Out of 174 EME QSO's, 71.54% of the time I RECEIVED a better signal report than I gave.  That RECEIVED report was an average of 5.2 dB better than I gave.  21.14% of the time I GAVE a better report by an average of 3.0 dB.  7.32% of the time the reports were equal.  Now that I proved there was a substantial difference between signal reports received and sent, I began to suspect there was an issue with the ABR400UF cable and/or the N-connectors from ABR Industries.

Since I am now moving to an XPOL system with 2 preamps, I will need two receive coax cables.  I did not feel like using the current ABR400UF cable so I decided to look for something else.

Searching around I became aware of coaxial cable which was built in Italy by Messi & Paoloni.   They have been producing cables since 1984 and have received very good reviews.
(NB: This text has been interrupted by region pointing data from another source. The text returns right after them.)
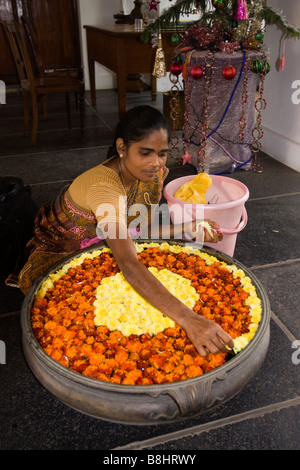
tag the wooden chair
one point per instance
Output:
(37, 86)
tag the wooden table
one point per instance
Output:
(120, 49)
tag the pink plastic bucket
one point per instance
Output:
(225, 205)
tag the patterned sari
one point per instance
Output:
(60, 228)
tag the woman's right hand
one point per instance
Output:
(206, 335)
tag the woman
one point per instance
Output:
(97, 199)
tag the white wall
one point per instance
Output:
(101, 12)
(93, 13)
(281, 118)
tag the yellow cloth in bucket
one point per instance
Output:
(194, 191)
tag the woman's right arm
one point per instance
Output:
(206, 335)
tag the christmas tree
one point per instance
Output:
(238, 21)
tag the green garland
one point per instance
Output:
(170, 19)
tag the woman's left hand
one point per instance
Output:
(206, 231)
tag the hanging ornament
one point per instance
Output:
(176, 68)
(153, 5)
(229, 72)
(159, 63)
(259, 36)
(253, 43)
(241, 10)
(257, 66)
(186, 158)
(267, 67)
(175, 39)
(196, 72)
(282, 58)
(219, 4)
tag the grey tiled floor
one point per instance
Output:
(265, 414)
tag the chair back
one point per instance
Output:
(20, 51)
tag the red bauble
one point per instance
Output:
(197, 72)
(229, 72)
(176, 68)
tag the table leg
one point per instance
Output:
(91, 64)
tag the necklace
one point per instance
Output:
(146, 194)
(121, 175)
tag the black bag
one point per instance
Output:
(17, 213)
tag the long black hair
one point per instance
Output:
(136, 124)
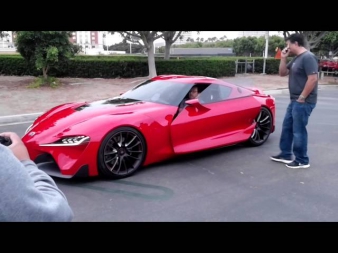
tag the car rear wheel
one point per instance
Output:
(263, 128)
(121, 153)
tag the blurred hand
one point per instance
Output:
(18, 147)
(285, 52)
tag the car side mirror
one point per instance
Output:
(194, 101)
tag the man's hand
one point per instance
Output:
(18, 147)
(285, 52)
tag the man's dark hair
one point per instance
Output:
(296, 37)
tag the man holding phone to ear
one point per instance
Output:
(303, 88)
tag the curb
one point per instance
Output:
(19, 118)
(28, 118)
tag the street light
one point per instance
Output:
(266, 50)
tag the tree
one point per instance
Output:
(313, 37)
(148, 38)
(44, 49)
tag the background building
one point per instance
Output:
(251, 33)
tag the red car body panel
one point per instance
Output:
(167, 134)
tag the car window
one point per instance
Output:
(214, 93)
(158, 91)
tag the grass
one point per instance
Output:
(41, 81)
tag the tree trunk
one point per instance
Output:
(151, 60)
(44, 72)
(167, 50)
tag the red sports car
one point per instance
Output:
(117, 136)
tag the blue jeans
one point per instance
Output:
(294, 131)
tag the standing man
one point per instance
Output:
(303, 88)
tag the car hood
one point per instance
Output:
(63, 117)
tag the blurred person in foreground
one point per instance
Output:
(28, 194)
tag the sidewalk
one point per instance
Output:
(19, 103)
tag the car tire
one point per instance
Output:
(262, 131)
(121, 153)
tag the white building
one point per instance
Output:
(184, 38)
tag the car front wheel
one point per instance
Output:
(121, 153)
(262, 129)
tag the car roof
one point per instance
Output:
(185, 78)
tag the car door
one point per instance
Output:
(220, 116)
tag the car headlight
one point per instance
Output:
(69, 141)
(28, 128)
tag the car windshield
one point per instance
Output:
(159, 91)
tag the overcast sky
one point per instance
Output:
(116, 38)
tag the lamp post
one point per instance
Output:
(266, 50)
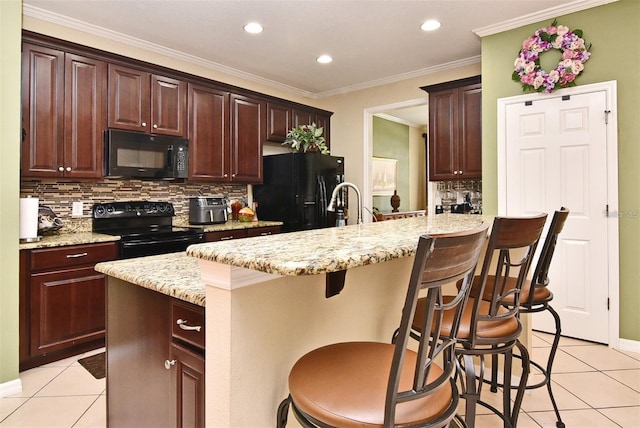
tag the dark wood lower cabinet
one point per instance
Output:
(188, 385)
(154, 377)
(62, 303)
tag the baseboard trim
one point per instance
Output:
(629, 345)
(10, 388)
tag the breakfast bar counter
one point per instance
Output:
(267, 301)
(266, 304)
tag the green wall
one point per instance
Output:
(10, 25)
(614, 32)
(391, 140)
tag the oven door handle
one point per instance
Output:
(138, 243)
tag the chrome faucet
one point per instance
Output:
(334, 197)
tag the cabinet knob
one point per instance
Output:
(183, 325)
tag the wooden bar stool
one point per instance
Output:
(535, 297)
(375, 384)
(491, 326)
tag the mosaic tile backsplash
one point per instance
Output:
(61, 195)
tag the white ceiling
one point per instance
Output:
(372, 42)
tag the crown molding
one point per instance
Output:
(532, 18)
(404, 76)
(74, 24)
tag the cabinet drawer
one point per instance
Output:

In looking at the specifications on the M&P website, I decided to go with the "ULTRAFLEX 10" cable.  The main reason for choosing this cable is that it has a very high (Greater Than 105 dB) "screening efficiency" which is reported to reduce background noise more than other similar cables.  The shield effectiveness of the ABR400UF is Less Than 90 dB.  That's a BIG difference.  Loss per 100-feet at 144 MHz is 1.4 dB for the ULTRAFLEX 10 while the loss of ABR400UF at 150 MHz is 1.8 dB.  Not really a big difference considering I'm only using about 75-feet.

The N-connectors I chose for the M&P cables are their new generation ones with double sealing that protects even more from humidity, condensation and water.  The model is CO.N.10M-S and if you CLICK HERE, you can see the description of those connectors as well as a couple of videos showing how to install their connectors.  Also, you can click on any image on this page to see a larger version.

Currently two 75-foot lengths of ABR400UF with N-connectors costs $213.90 and GigaParts would ship them for free.  Today I purchased two 25m (82-foot) lengths of ULTRAFLEX 10 with SOLDERED N-connectors installed direct from Messi & Paoloni for a total of $259.50 including shipping and PayPal fees.  So for an extra $45.60 I will at the very least have peace of mind and possibly MUCH better receive cables.

UPDATE: My order was placed on October 8th, it was shipped on October 10th (from Italy) and UPS says I should expect it Monday, October 14th.  Not bad at all!